Correspondence Analysis

One of the goals of correspondence analysis is to describe the relationships between two nominal variables in a correspondence table in a low-dimensional space, while simultaneously describing the relationships between the categories for each variable. For each variable, the distances between category points in a plot reflect the relationships between the categories with similar categories plotted close to each other. Projecting points for one variable on the vector from the origin to a category point for the other variable describe the relationship between the variables.

An analysis of contingency tables often includes examining row and column profiles and testing for independence via the chi-square statistic. However, the number of profiles can be quite large, and the chi-square test does not reveal the dependence structure. The Crosstabs procedure offers several measures of association and tests of association but cannot graphically represent any relationships between the variables.

Factor analysis is a standard technique for describing relationships between variables in a low-dimensional space. However, factor analysis requires interval data, and the number of observations should be five times the number of variables. Correspondence analysis, on the other hand, assumes nominal variables and can describe the relationships between categories of each variable, as well as the relationship between the variables. In addition, correspondence analysis can be used to analyze any table of positive correspondence measures.

Example. Correspondence analysis could be used to graphically display the relationship between staff category and smoking habits. You might find that with regard to smoking, junior managers differ from secretaries, but secretaries do not differ from senior managers. You might also find that heavy smoking is associated with junior managers, whereas light smoking is associated with secretaries.

Statistics and plots. Correspondence measures, row and column profiles, singular values, row and column scores, inertia, mass, row and column score confidence statistics, singular value confidence statistics, transformation plots, row point plots, column point plots, and biplots.

Correspondence Analysis Data Considerations

Data. Categorical variables to be analyzed are scaled nominally. For aggregated data or for a correspondence measure other than frequencies, use a weighting variable with positive similarity values. Alternatively, for table data, use syntax to read the table.

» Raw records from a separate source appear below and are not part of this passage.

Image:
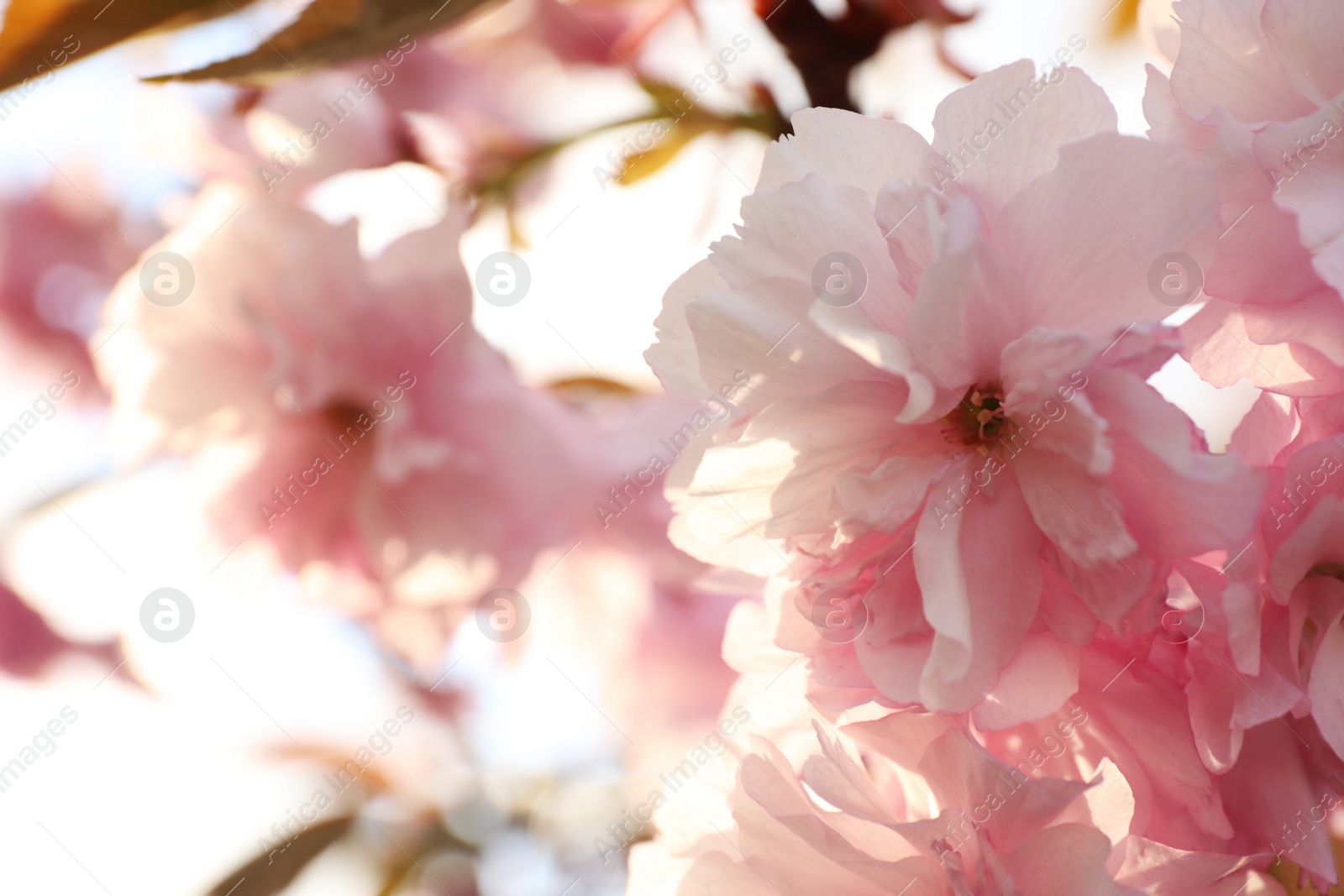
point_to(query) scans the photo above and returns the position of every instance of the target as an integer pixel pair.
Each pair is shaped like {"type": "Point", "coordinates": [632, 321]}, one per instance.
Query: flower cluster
{"type": "Point", "coordinates": [1053, 642]}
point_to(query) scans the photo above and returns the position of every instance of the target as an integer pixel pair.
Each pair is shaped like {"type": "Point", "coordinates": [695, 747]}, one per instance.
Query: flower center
{"type": "Point", "coordinates": [979, 419]}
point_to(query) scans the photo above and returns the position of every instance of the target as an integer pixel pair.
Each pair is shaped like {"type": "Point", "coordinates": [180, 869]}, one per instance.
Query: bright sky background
{"type": "Point", "coordinates": [158, 794]}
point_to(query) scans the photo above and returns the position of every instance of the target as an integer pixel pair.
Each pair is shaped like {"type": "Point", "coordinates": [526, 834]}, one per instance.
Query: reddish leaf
{"type": "Point", "coordinates": [333, 31]}
{"type": "Point", "coordinates": [40, 35]}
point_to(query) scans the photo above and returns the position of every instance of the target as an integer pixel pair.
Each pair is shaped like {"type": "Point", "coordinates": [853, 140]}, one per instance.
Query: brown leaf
{"type": "Point", "coordinates": [333, 31]}
{"type": "Point", "coordinates": [42, 35]}
{"type": "Point", "coordinates": [827, 50]}
{"type": "Point", "coordinates": [272, 872]}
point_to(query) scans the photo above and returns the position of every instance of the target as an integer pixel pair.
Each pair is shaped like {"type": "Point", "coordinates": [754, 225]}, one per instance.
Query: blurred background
{"type": "Point", "coordinates": [183, 763]}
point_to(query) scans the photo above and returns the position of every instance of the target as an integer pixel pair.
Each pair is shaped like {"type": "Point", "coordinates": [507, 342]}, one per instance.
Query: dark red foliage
{"type": "Point", "coordinates": [826, 50]}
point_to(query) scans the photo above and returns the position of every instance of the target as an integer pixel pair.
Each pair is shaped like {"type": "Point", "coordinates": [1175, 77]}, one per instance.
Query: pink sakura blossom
{"type": "Point", "coordinates": [481, 97]}
{"type": "Point", "coordinates": [378, 436]}
{"type": "Point", "coordinates": [60, 250]}
{"type": "Point", "coordinates": [913, 804]}
{"type": "Point", "coordinates": [1256, 87]}
{"type": "Point", "coordinates": [980, 409]}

Assumptions. The maximum number of dimensions used in the procedure depends on the number of active rows and column categories and the number of equality constraints. If no equality constraints are used and all categories are active, the maximum dimensionality is one fewer than the number of categories for the variable with the fewest categories. For example, if one variable has five categories and the other has four, the maximum number of dimensions is three. Supplementary categories are not active. For example, if one variable has five categories, two of which are supplementary, and the other variable has four categories, the maximum number of dimensions is two. Treat all sets of categories that are constrained to be equal as one category. For example, if a variable has five categories, three of which are constrained to be equal, that variable should be treated as having three categories when determining the maximum dimensionality. Two of the categories are unconstrained, and the third category corresponds to the three constrained categories. If you specify a number of dimensions greater than the maximum, the maximum value is used.

Related procedures. If more than two variables are involved, use multiple correspondence analysis. If the variables should be scaled ordinally, use categorical principal components analysis.

To Obtain a Correspondence Analysis

This feature requires the Categories option.

From the menus choose:
Analyze > Dimension Reduction > Correspondence Analysis...
Select a row variable.
Select a column variable.
Define the ranges for the variables.
Click OK.

This procedure pastes CORRESPONDENCE command syntax.